Minimally Invasive Therapy & Allied Technologies | 2013
Bruce McLucas
Abstract Objective: This paper seeks to evaluate the ability to conceive and deliver term pregnancies following uterine artery embolization. Methods: We conducted a retrospective chart review of patients under the age of 40 who indicated a desire for fertility prior to embolization. Patients were questioned regarding attempts to conceive, subsequent pregnancies, and outcomes of those pregnancies. Patients who identified fertility as a desired outcome were studied. All patients who conceived were asked about the details of the pregnancy. Results: Forty-four women under the age of 40 embolized between 1996 and 2010 stated a desire for fertility. Twenty-two of these women have reported 28 pregnancies.

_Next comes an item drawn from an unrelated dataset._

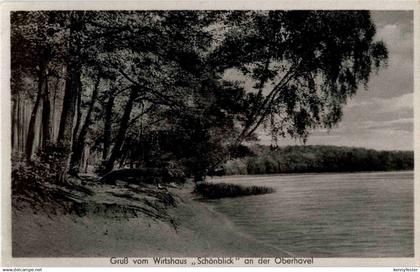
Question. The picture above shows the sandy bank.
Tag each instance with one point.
(201, 232)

Of these pregnancies, 20 live births, three miscarriages, and three instances of premature labor were reported. Seventeen of these pregnancies were delivered by caesarean section and six pregnancies were vaginal deliveries. And one woman is currently pregnant. No perfusion problems, either during pregnancy or labor, were reported. Conclusion: The course of pregnancy and delivery was largely normal after embolization with three cases of premature labor and three miscarriages reported. Forty-eight percent of women who were under 40 and desired pregnancies were able to have successful term pregnancies.